Recruitment began in 2016 and by June 24, 2020, 737 patients were enrolled at 25 MS sites across the US and Canada. People with any sub type of MS within 15 years of disease onset and an EDSS of up to 6.5 are eligible for enrollment. Various clinical metrics are collected including motor performance for upper and lower extremities.
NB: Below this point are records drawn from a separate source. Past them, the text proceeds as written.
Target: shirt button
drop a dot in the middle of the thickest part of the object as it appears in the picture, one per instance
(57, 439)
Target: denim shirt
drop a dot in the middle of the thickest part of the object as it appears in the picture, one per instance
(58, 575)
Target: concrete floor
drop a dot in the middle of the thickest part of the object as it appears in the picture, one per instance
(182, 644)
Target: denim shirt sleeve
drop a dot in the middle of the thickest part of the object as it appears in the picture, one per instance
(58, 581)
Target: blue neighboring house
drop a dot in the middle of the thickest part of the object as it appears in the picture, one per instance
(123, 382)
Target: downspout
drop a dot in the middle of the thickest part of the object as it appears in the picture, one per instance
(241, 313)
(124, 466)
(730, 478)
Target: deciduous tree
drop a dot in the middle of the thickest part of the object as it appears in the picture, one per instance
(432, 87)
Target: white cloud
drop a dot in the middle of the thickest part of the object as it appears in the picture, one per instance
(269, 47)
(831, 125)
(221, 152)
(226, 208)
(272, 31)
Our initial observations about EDSS, 25-foot timed walk and the 9-hole peg test are reported below

Results

EDSS and 25-foot walk times were available in 632 patients and upper extremity function in 609 patients. A mean walking speed of 4.96 seconds was recorded in patients with an EDSS of 0 (n=105). 5.11 was the mean speed until an EDSS of 3.0 (n=39) where a mean speed of 5.41 seconds was recorded. Walking truly became affected at an EDSS of 3.5 (n=27) where a mean speed of 6.48 seconds was recorded. Thereafter mean speed progressively declined at every EDSS increase. For an EDSS of 4.0 (n=28), mean speed was 7.78 seconds; for an EDSS of 4.5 (n=6), mean speed was 9.16 seconds and continued to increase until an EDSS of 6.5 (n=11) where mean speed was 19.1 seconds. For the 9-hole peg test, patients with an EDSS of 0 (n=101) had a mean speed of 20.3 seconds in the dominant and 21 seconds in the non-dominant hand. Hand function remained unimpaired until an EDSS of 2.0 and significant slowing occurred in patients with EDSS ranging from 2.5 to 6.5. For an EDSS of 2.5 (n=44), mean speed was 25.3 seconds in the dominant and 24.4 seconds in the non-dominant hand. For an EDSS of 4.0 (n=26), mean speed was 26.3 seconds in the dominant and 26.0 seconds in the non-dominant hand. For an EDSS of 6.5 (n=11), hand function had declined to a mean speed of 40.1 seconds for the dominant and 56.4 seconds for the non-dominant hand.

Conclusions

A linear correlation of the 25-foot walk speed to EDSS increases was remarkable, reiterating the commonly held belief that the EDSS is a “walking scale”. Decline in hand function at an EDSS of 2.5 was unexpected since hands are often perceived to be unaffected early in MS and seldom observed as impaired by patients. Progressive decline of hand function at every EDSS increase would suggest that the 9-HP test is a good marker of declining hand function and should be included in clinical monitoring of patients.